Gu Lin-Lin, Wu Hong-Shan, Liu Tian-Yi, Zhang Yong-Jie, He Jing-Cheng, Liu Xiao-Lei, Wang Zhi-Yong, Chen Guo-Bo, Jiang Dan, Fang Ming
Key Laboratory of Healthy Mariculture for the East China Sea, Ministry of Agriculture and Rural Affairs & Fisheries college, Jimei University, Xiamen, Fujian, People's Republic of China.

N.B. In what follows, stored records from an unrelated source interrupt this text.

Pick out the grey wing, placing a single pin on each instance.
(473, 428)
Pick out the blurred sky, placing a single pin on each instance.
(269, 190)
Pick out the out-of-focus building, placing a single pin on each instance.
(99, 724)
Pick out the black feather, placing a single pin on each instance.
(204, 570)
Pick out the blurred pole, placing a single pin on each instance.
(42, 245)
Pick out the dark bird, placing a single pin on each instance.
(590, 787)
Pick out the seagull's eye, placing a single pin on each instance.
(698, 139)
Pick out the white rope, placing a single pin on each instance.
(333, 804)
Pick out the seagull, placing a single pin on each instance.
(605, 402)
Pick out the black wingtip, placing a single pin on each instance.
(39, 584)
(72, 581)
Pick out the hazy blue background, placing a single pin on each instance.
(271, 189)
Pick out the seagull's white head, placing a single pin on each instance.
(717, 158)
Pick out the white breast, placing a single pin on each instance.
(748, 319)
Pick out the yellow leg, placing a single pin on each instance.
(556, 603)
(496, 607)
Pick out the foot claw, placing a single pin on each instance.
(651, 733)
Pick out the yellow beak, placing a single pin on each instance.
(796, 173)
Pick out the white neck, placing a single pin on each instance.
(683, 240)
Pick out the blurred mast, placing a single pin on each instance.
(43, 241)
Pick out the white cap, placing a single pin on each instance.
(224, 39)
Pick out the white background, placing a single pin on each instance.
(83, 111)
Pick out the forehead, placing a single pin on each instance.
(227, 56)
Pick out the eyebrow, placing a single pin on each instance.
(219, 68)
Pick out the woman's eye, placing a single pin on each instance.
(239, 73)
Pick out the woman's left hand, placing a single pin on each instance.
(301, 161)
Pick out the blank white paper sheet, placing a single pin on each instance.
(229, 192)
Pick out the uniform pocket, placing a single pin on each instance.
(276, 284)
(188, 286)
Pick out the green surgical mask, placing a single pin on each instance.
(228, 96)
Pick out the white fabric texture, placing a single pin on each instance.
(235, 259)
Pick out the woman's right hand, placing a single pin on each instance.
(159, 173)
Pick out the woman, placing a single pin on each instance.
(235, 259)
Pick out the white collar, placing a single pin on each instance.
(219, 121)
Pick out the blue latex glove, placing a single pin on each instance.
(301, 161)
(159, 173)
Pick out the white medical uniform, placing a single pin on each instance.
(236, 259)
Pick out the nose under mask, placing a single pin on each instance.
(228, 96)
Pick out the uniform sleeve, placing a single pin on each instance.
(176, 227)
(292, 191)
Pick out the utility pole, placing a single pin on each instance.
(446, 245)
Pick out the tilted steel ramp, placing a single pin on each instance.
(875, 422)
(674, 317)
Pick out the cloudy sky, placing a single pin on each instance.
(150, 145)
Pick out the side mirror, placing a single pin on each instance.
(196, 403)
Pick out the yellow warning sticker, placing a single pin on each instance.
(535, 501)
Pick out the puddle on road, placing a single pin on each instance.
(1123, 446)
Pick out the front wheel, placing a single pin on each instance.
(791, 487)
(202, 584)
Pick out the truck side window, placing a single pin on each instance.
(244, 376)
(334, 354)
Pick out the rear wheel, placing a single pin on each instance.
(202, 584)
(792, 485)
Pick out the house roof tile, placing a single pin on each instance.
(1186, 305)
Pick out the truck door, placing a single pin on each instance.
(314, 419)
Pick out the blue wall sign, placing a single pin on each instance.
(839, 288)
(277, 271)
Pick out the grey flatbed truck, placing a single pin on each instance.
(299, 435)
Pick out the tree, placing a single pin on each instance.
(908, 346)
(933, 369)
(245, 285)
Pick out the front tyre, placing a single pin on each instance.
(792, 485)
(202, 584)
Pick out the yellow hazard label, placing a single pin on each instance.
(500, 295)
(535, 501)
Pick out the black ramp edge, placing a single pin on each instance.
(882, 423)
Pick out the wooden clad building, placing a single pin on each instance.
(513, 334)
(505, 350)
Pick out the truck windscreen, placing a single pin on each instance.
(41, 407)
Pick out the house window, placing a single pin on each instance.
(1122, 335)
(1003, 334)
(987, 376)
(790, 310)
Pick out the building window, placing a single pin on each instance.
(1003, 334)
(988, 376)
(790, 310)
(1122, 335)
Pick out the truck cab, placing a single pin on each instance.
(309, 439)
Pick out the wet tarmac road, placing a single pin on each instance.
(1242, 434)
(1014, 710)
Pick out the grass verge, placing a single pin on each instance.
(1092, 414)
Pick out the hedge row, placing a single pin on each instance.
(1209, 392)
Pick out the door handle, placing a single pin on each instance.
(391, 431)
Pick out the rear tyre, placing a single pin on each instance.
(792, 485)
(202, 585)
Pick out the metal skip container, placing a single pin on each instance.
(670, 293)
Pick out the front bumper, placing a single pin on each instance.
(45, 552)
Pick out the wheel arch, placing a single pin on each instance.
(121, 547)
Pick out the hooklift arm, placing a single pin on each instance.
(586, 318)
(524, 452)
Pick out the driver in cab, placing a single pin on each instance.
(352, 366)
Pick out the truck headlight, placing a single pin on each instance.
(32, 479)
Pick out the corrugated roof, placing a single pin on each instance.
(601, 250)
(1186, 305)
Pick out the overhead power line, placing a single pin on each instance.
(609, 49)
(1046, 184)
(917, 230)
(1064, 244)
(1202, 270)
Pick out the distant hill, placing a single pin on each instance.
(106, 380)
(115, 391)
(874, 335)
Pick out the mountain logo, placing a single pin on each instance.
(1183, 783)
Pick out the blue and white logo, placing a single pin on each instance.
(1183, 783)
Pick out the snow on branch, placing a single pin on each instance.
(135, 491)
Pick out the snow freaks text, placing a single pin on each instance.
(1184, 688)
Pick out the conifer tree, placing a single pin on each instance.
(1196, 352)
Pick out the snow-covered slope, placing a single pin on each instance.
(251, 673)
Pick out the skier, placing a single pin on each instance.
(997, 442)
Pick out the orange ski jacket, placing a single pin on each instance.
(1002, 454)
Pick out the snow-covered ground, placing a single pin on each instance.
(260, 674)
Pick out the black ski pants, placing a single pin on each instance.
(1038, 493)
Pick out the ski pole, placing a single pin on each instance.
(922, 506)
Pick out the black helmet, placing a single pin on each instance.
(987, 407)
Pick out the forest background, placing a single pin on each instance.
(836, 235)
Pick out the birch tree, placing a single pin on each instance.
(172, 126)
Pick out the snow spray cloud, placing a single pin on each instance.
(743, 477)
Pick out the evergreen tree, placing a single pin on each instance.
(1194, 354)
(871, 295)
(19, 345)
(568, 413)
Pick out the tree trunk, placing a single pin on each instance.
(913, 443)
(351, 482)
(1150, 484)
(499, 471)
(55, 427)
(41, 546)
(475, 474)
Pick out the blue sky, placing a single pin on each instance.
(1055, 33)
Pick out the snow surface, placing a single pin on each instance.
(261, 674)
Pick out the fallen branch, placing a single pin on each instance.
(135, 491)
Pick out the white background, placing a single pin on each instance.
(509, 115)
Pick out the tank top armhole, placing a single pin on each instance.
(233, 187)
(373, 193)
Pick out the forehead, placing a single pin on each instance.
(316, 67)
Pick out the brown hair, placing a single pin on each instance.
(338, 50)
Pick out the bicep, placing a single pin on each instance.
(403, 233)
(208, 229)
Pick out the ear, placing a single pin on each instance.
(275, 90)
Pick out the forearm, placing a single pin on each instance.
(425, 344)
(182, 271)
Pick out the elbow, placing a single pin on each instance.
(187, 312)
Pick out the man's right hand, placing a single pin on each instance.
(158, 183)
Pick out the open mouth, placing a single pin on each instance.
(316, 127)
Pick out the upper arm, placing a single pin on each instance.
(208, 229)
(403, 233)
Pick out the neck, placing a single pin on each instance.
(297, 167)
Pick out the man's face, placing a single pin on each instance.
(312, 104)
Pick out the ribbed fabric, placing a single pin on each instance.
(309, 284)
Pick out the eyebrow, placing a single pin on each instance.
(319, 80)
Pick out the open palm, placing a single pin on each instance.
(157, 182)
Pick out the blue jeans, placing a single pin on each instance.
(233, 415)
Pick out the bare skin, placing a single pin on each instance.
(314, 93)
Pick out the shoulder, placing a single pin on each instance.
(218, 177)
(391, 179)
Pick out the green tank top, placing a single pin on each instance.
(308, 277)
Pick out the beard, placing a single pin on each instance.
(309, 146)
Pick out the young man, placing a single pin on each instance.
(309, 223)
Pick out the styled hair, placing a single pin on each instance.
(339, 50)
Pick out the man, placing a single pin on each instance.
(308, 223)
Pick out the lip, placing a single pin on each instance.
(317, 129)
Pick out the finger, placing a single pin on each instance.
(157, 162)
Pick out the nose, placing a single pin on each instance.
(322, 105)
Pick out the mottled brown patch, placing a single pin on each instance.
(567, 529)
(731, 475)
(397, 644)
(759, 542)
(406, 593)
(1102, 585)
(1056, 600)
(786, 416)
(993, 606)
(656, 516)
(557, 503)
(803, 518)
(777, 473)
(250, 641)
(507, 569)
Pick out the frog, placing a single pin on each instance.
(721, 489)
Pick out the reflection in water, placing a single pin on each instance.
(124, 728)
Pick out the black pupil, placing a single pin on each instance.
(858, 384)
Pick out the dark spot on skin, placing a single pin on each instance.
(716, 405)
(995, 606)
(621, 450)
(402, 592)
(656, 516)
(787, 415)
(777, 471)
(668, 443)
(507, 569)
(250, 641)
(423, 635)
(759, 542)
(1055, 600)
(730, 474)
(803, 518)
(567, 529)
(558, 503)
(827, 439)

Center for Data Science, School of Mathematical Sciences, Zhejiang University, Hangzhou, Zhejiang, People's Republic of China.
Nat Commun. 2025 Jan 4;16(1):387. doi: 10.1038/s41467-024-55496-0.
Deep phenotyping can enhance the power of genetic analysis, including genome-wide association studies (GWAS), but the occurrence of missing phenotypes compromises the potential of such resources. Although many phenotypic imputation methods have been developed, the accurate imputation of millions of individuals remains challenging. In the present study, we have developed a multi-phenotype imputation method based on mixed fast random forest (PIXANT) by leveraging efficient machine learning (ML)-based algorithms. We demonstrate by extensive simulations that PIXANT is reliable, robust and highly resource-efficient. We then apply PIXANT to the UKB data of 277,301 unrelated White British citizens and 425 traits, and GWAS is subsequently performed on the imputed phenotypes, 18.4% more GWAS loci are identified than before imputation (8710 vs 7355). The increased statistical power of GWAS identified some additional candidate genes affecting heart rate, such as RNF220, SCN10A, and RGS6, suggesting that the use of imputed phenotype data from a large cohort may lead to the discovery of additional candidate genes for complex traits.
深度表型分析可以增强基因分析的效能,包括全基因组关联研究(GWAS),但缺失表型的出现会损害此类资源的潜力。尽管已经开发了许多表型插补方法,但对数百万个体进行准确插补仍然具有挑战性。在本研究中,我们通过利用基于高效机器学习(ML)的算法,开发了一种基于混合快速随机森林的多表型插补方法(PIXANT)。我们通过大量模拟证明,PIXANT是可靠、稳健且资源高效的。然后,我们将PIXANT应用于277,301名不相关的英国白人公民的英国生物银行(UKB)数据和425个性状,并随后对插补后的表型进行GWAS分析,与插补前相比,多识别出了18.4%的GWAS位点(8710个对7355个)。GWAS统计效能的提高识别出了一些影响心率的额外候选基因,如RNF220、SCN10A和RGS6,这表明使用来自大型队列的插补表型数据可能会发现复杂性状的额外候选基因。